People dismiss this type of work as no big deal, but in my experience this is the actual hard work of producing something useful for companies, and what 90% of SaaS resellers will never be able to deliver on.
Never seen people internally guard their data that much.
But who is going to do the heavy lift? who is going to get billed for that? who is paying for the cloud space, or licenses? absolute holy war.
no problems getting people into the data lakes, but if you want us to do anything useful with it you gotta pay / get people / get resources. but like, you want me to approve the read access or pull request? no problem, have at it.
The impression I get from their involvement at one company I know of is that it’s very much the latter. I was pretty surprised to see them behaving and performing about the same as any parasitic enterprise software vendor with an integration services arm. One wonders how different they really are, and if maybe they just have very good PR and marketing.
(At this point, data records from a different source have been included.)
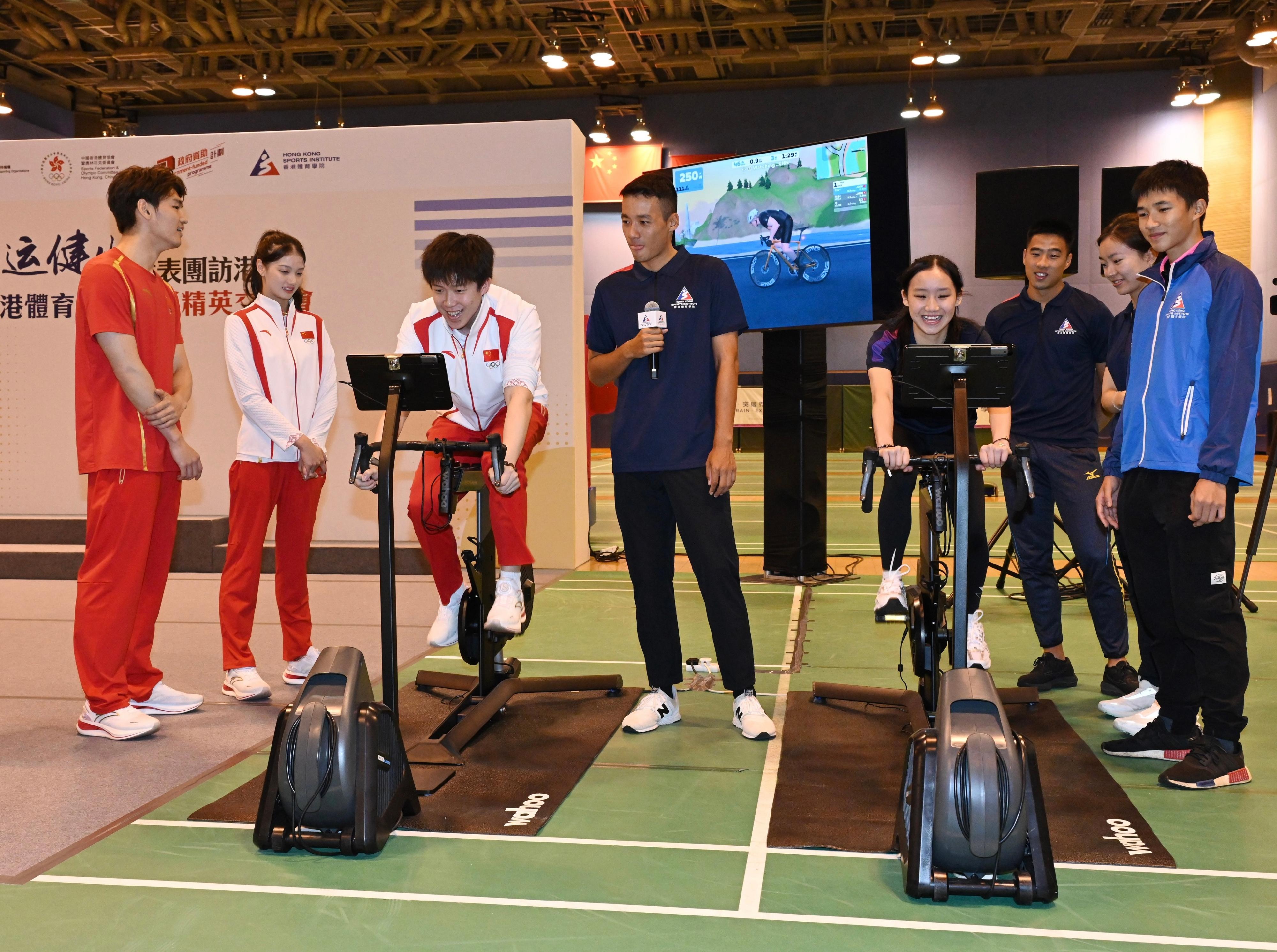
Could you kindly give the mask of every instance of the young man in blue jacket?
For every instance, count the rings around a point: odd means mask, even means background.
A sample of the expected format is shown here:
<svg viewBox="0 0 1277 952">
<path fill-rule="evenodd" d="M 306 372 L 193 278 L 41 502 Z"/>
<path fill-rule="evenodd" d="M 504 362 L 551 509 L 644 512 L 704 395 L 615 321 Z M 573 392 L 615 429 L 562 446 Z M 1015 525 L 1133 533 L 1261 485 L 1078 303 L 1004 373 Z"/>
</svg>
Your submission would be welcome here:
<svg viewBox="0 0 1277 952">
<path fill-rule="evenodd" d="M 1120 523 L 1126 540 L 1128 578 L 1161 675 L 1161 716 L 1101 747 L 1171 761 L 1163 786 L 1249 784 L 1234 499 L 1254 481 L 1259 282 L 1202 231 L 1209 184 L 1198 166 L 1158 162 L 1135 181 L 1134 198 L 1140 231 L 1161 258 L 1144 272 L 1152 283 L 1135 309 L 1128 399 L 1096 510 L 1105 524 Z"/>
</svg>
Chalk it up as yet another case of some famous one-would-suppose impressive entity, or strata of a company hierarchy, or whatever, turning out to be pretty average, or even below average. You’d think I’d stop being surprised by now.
I’ve heard you often get the A Team coming up with the plan and making the sale and then the B Team doing the actual implementation which surprise! doesn’t live up to the A Team hype. Not specific to Palantir.
My sense working at an adjacent company and having talked with folks there is that they are more successful with their government projects than their corporate ones.